Carcere: malattie psichiche, infettive, e tumori in aumento
Aumentano nelle carceri italiane i casi di tubercolosi, di epatite e di tumori, cresce il disagio psichico. Problemi dovuti anche a un servizio di assistenza medica a macchia di leopardo, che non assicura interventi tempestivi. Per questo la Società italiana di medicina e sanità penitenziaria (SimsPe) ha presentato al ministero della Salute un progetto nazionale di sanità penitenziaria, con un approccio multidisciplinare per la presa in carico delle persone detenute da parte di un servizio unico e non più delegato a varie Asl. E l’esigenza di rendere più efficiente la cura dei detenuti nasce dai dati raccolti nel 2024, un annus horribilis per le carceri italiane. A iniziare dal record deisuicidi, 86 al 10 dicembre, più alto degli 80 del 2023 e sopra il triste primato di 85 morti del 2022.
Il diritto alla salute dei detenuti
In occasione del XXV convegno nazionale «Agorà Penitenziaria 2024», promosso dalla SimpsPe, medici, psichiatri e psicologi hanno acceso un faro sulla gestione del diritto alla salute nelle carceri italiane, dove ogni anno passano più di 100mila persone, caratterizzata da difficoltà operative e dalla frammentazione su scala nazionale. Secondo i dati del ministero della Giustizia, le persone con misura restrittiva della libertà al 30 ottobre 2024 erano 226.280, una popolazione analoga a quella del Molise.

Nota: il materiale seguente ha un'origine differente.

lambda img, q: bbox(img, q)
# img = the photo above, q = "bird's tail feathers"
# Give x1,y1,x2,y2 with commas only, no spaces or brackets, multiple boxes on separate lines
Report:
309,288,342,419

«Per tutelare la salute dei detenuti bisogna prendere in carico il detenuto quando entra in detenzione – sottolinea Antonio Maria Pagano, Presidente SimpsPe, Dirigente medico psichiatra responsabile Uosd, Tutela salute adulti e minori area penale presso la Asl di Salerno – Anzitutto vi sono da fronteggiare le patologie psichiche e la sofferenza psicologica, le più diffuse in carcere; a seguire vi sono le malattie gastrointestinali, incluse obesità e diabete, dovute a un’alimentazione insufficiente o non corretta oppure alla mancanza di vitamina D, che insieme alla sedentarietà porta anche all’osteoporosi. La mancanza di cure odontoiatriche è alla base di patologie che interessano la bocca, il tratto gastro-esofageo. La mancanza di screening porta a ritardi diagnostici su tumori e malattie infettive. Purtroppo non ci sono dati scientifici sulle patologie di cui soffrono i detenuti. È emblematico che l’ultimo report sulle tossicodipendenze realizzato da ministero della Salute e Conferenza Stato-Regioni rileva l’assenza di questo fenomeno, mentre in base alla nostra esperienza possiamo stimare che almeno il 30% dei detenuti sono tossicodipendenti. Serve dunque un intervento di sistema per garantire prevenzione, cura e riabilitazione».
Una rete nazionale di reparti ospedalieri
La proposta della SimpsPe punta alla creazione di una rete nazionale di reparti ospedalieri di medicina per detenuti, al potenziamento delle reti per la tutela della salute mentale e delle dipendenze sia intra sia extrapenitenziaria per le persone in misura non detentiva ma comunque private della libertà, unita a una revisione legislativa dei relativi istituti giuridici, oltre che a iniziative a sostegno del riconoscimento della specificità della medicina penitenziaria. Questo implica un lavoro in sinergia tra il Servizio sanitario nazionale, l’Amministrazione penitenziaria e giudiziaria e il Welfare.
«In Italia, l’assistenza sanitaria penitenziaria è frammentata tra vari servizi – sottolinea Antonio Maria Pagano – Il progetto nazionale di sanità penitenziaria (Pnsp) che proponiamo prevede vari punti: anzitutto, in ogni azienda sanitaria ci deve essere un servizio che svolga il ruolo di interfaccia unica con l’amministrazione penitenziaria e con l’autorità garante per assicurare coerenza tra le misure per la sicurezza e la tutela della salute. In secondo luogo, serve che ogni azienda sanitaria si doti di un unico servizio di sanità penitenziaria che inglobi al suo interno le competenze per prevenzione, cura, riabilitazione, assistenza di base e specialistica, odontoiatria sociale, tossicodipendenze, salute mentale, minori di area penale. Inoltre, queste unità operative di sanità penitenziaria: dovranno coinvolgere professionisti dedicati esclusivamente all’assistenza delle persone private della libertà; devono basarsi su un approccio multidisciplinare e creare percorsi universitari nelle scuole specialistiche maggiormente afferenti alla realtà carceraria (psichiatria, infettivologia, igiene, medicina legale, farmacologia e tossicologia clinica, odontoiatria), per far capire la specificità delle carceri e i servizi necessari nei penitenziari. Questo è il nostro progetto che auspichiamo possa essere preso in considerazione per il prossimo piano sanitario nazionale».